The formalisation of mediation

In jurisdictions that have developed a critical mass of mediators with experience and expertise, there appears to be a trend towards the formalisation of mediation as a dispute resolution mechanism. The evidence par excellence for this development comes from two separate jurisdictions with developed international mediation markets: Singapore and Ireland. Each has achieved formalisation in two distinct ways. The Irish Mediation Act of 2017, which came into force on 1 January 2018, has affected mediation in a number of ways. Most significantly, the act makes it a statutory obligation for barristers and solicitors to advise their clients to pursue mediation as an alternative to civil proceedings. It also provides a code of practice for mediators to follow. This places Ireland ahead of many jurisdictions with more extensive mediation markets in the formalisation process. Singapore has achieved this formalisation in a different way. Part three of Singapore’s Mediation Act of 2017 allows for the recording of a mediated settlement as an order of the court. Consequently, mediation settlements in Singapore may now have statutory and court backing.

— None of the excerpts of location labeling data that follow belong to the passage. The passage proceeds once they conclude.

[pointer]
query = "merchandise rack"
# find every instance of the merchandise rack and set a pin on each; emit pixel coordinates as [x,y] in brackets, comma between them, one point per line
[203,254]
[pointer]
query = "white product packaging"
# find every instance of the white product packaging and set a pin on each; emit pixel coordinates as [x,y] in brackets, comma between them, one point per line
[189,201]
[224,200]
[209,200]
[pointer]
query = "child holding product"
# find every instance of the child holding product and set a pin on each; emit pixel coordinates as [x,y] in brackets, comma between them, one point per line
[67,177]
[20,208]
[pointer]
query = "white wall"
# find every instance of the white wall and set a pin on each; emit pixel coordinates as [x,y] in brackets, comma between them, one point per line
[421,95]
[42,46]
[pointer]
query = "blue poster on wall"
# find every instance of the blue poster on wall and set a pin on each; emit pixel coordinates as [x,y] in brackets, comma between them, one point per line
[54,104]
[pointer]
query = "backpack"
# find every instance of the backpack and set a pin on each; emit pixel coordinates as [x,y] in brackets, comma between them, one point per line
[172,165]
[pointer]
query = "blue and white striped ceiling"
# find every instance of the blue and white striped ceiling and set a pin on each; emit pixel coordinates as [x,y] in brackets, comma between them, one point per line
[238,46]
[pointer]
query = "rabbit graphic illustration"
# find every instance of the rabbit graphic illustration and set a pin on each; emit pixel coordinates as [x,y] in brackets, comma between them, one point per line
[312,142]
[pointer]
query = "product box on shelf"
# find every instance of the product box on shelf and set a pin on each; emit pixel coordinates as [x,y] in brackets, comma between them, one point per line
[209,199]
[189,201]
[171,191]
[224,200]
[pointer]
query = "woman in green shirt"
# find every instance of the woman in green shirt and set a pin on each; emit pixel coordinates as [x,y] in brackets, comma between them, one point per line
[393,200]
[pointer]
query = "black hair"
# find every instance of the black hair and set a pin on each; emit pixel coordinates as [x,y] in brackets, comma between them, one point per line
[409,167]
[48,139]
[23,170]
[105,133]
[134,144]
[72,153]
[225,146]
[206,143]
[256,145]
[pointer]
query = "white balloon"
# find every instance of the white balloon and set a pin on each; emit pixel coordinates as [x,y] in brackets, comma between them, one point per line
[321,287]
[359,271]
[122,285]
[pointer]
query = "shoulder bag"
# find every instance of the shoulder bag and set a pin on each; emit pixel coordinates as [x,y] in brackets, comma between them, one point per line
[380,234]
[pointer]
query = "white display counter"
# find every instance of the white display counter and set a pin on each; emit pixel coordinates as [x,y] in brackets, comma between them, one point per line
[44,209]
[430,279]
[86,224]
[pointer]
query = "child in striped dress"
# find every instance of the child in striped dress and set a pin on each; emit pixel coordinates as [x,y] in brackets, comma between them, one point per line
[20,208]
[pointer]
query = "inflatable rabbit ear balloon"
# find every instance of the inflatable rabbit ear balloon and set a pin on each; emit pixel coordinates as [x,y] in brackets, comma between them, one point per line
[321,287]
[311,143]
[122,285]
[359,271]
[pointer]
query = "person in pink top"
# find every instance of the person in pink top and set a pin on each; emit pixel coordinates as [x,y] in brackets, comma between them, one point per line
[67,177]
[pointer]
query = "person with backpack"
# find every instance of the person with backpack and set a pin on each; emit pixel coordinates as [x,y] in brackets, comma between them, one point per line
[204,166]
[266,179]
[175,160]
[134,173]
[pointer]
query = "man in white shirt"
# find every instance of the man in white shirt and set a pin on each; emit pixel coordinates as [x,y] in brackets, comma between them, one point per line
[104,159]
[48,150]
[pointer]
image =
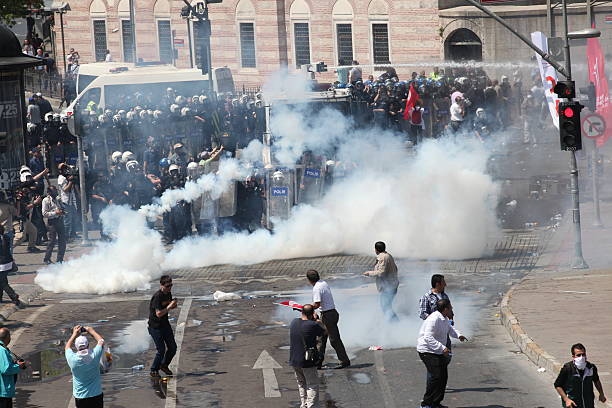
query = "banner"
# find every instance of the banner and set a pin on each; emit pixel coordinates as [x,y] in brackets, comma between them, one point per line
[597,75]
[549,76]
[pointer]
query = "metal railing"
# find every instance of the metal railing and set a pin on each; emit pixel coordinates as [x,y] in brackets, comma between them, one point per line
[50,85]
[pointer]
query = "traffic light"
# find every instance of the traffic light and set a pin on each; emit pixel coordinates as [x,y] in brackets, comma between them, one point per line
[565,89]
[569,126]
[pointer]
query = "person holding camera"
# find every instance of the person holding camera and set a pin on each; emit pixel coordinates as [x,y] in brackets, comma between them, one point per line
[68,184]
[303,357]
[159,326]
[9,368]
[85,367]
[54,214]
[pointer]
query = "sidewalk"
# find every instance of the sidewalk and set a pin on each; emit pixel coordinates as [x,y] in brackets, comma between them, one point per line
[556,306]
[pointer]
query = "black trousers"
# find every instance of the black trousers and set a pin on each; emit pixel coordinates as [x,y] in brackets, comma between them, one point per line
[56,233]
[330,319]
[437,368]
[91,402]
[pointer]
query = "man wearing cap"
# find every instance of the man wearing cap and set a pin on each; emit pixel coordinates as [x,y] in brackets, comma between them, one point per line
[159,326]
[179,156]
[85,367]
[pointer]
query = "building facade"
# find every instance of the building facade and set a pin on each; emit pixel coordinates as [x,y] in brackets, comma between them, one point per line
[257,37]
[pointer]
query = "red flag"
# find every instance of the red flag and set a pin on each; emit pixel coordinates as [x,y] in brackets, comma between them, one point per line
[597,75]
[412,98]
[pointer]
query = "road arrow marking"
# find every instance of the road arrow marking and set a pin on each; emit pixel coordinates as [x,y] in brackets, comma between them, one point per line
[267,364]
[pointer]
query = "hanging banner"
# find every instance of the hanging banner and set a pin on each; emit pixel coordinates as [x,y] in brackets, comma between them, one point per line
[597,75]
[549,76]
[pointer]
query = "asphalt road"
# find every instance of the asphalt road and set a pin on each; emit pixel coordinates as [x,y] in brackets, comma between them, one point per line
[222,341]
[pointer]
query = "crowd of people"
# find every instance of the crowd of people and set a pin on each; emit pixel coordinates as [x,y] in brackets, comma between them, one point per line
[457,99]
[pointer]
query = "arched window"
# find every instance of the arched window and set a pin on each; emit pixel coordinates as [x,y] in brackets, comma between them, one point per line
[161,12]
[299,14]
[245,18]
[378,15]
[342,14]
[97,13]
[463,45]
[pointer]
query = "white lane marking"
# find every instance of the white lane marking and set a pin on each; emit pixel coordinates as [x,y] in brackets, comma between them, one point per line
[179,332]
[267,364]
[382,380]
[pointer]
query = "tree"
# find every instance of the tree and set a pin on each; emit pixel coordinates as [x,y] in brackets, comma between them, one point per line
[11,10]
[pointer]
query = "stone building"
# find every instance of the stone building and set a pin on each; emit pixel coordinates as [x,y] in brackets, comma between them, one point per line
[256,37]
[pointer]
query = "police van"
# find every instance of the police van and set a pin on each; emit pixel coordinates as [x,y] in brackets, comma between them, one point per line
[105,83]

The trend towards formalising mediation appears to be nascent among other jurisdictions yet to make the leap: in Scotland there is a push for mediation protocols to be drawn up by the Scottish government as the value of mediation and its cost effectiveness become more apparent. In Hong Kong there is widespread hope among practitioners that the new chief executive Carrie Lam will build on the 2009 Civil Justice Reform and push mediation to the fore as a dispute resolution tool enshrined within the legal system.

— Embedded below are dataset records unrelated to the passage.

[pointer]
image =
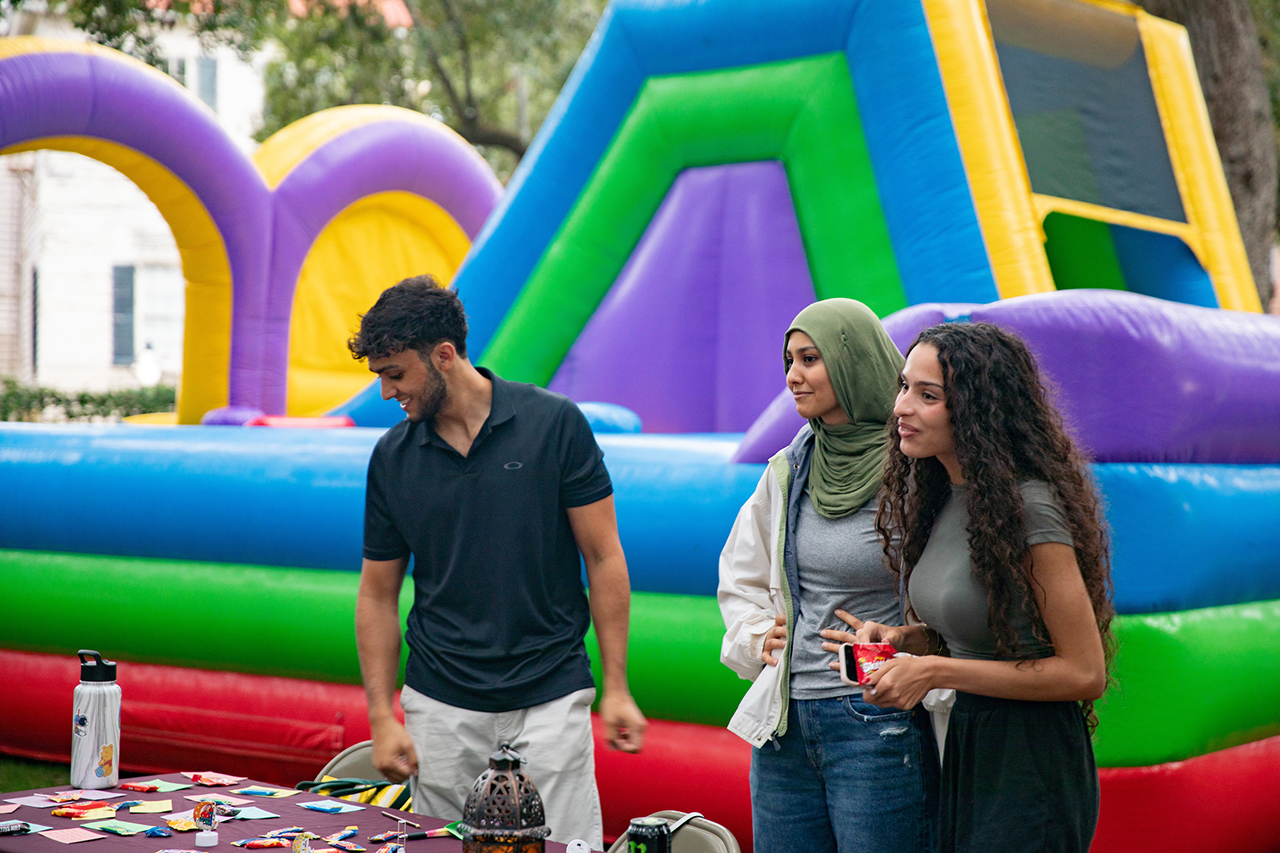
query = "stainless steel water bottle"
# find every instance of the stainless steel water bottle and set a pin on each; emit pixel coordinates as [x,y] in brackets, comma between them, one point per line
[96,724]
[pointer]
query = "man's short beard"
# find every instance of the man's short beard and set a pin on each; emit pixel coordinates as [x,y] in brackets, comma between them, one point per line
[433,395]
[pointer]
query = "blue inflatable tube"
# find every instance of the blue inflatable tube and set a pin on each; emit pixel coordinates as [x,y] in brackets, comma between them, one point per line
[296,497]
[1184,536]
[1187,537]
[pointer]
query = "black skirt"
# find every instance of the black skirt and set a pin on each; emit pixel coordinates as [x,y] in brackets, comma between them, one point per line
[1016,776]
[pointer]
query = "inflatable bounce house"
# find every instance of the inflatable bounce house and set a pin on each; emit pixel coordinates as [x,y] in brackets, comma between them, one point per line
[708,170]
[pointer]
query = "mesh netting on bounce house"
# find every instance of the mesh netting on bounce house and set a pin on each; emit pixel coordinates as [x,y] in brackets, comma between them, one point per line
[708,170]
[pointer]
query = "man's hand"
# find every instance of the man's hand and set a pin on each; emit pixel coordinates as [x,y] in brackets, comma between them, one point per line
[393,752]
[622,721]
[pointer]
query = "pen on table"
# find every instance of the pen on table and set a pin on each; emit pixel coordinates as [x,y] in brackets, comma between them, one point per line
[444,831]
[397,817]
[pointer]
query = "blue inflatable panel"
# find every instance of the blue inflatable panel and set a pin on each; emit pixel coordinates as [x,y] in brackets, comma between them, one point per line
[1185,537]
[296,497]
[923,187]
[283,497]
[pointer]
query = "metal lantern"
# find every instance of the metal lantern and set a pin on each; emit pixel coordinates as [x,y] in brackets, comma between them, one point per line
[503,812]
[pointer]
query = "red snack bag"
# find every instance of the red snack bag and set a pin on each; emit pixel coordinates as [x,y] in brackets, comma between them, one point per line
[869,657]
[141,787]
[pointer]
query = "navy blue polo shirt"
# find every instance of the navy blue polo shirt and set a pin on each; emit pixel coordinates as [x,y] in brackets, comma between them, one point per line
[499,611]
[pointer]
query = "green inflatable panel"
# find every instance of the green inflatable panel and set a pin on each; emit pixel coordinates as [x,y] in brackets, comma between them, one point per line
[673,660]
[801,112]
[1191,683]
[1082,254]
[264,620]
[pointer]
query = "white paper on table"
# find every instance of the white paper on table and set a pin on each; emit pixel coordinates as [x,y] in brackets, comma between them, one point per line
[254,813]
[163,787]
[72,835]
[190,815]
[35,802]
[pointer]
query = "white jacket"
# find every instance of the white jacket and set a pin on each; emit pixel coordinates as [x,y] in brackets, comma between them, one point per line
[752,593]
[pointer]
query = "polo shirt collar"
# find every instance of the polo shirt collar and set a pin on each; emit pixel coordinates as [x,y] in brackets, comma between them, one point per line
[499,413]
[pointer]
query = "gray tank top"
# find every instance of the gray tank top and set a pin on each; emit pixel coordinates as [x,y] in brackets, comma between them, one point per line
[947,597]
[841,565]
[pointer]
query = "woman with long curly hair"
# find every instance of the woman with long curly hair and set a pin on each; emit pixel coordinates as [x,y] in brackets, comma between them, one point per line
[995,529]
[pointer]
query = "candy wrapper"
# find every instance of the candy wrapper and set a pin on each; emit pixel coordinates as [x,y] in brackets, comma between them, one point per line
[213,780]
[261,843]
[81,810]
[288,831]
[351,847]
[871,657]
[302,842]
[142,788]
[206,813]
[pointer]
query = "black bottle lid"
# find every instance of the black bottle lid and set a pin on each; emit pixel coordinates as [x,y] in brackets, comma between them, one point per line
[97,669]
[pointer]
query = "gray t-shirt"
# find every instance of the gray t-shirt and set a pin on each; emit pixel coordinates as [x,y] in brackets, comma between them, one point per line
[950,600]
[841,566]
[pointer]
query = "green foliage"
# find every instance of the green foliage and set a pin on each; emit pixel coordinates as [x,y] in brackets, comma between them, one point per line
[26,404]
[1266,16]
[333,58]
[24,774]
[490,69]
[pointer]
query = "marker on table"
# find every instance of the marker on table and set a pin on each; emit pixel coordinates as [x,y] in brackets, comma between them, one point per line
[397,817]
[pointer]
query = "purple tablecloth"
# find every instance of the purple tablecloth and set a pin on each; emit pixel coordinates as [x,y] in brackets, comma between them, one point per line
[370,821]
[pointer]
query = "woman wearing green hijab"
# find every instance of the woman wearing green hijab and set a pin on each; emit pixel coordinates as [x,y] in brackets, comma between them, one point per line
[830,772]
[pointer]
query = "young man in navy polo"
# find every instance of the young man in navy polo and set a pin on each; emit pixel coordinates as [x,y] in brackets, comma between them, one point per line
[494,488]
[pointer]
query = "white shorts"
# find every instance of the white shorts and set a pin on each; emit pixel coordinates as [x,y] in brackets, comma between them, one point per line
[453,747]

The big unknowns in the formalisation question are the other two international centres for mediation: the UK and the US. With calls for more formal protocols for mediation coming from Scottish practitioners, and the rising costs of court proceedings allied to pressure on court systems in England, Wales and the US, formalisation seems to loom large over these jurisdictions. EU Directive 2008/54/EC (the Mediation Directive) does apply to the UK for now, but falls short of the steps taken by Singapore and Ireland. Furthermore, with Brexit on the way it seems that mediation faces a period of legislative uncertainty. With two models in Ireland and Singapore to look to, these two jurisdictions have the opportunity to formalise mediation and simultaneously solve the issue of enforcement regarding mediation settlements. However, there is some trepidation among practitioners in Hong Kong that mediation will also go the way of arbitration in that jurisdiction, where it is “very formalised” to the point of being restrictive. Going forward, legislative efforts to formalise mediation must be wary of removing the flexible nature of mediation proceedings and their settlements, as this is one of the benefits of the mechanism that people seek.

The popularity and development of mediation around the world continues to vary from jurisdiction to jurisdiction. In some countries where it has been long established, mediation has been formalised thus crystallising its position as an effective dispute resolution mechanism. In other international commercial hubs such as the UK, the US, and Hong Kong, mediation has further entrenched itself as an ADR tool and remains a popular form of resolving commercial disputes. However in some European and South East Asian countries, the efficacy of mediation is still weighed down by scepticism from legal practitioners and clients alike. Going forward, it will be interesting to observe where mediation makes its next breakthrough, and whether the international hubs of the US, the UK and Hong Kong will follow in the footsteps of Singapore and Ireland.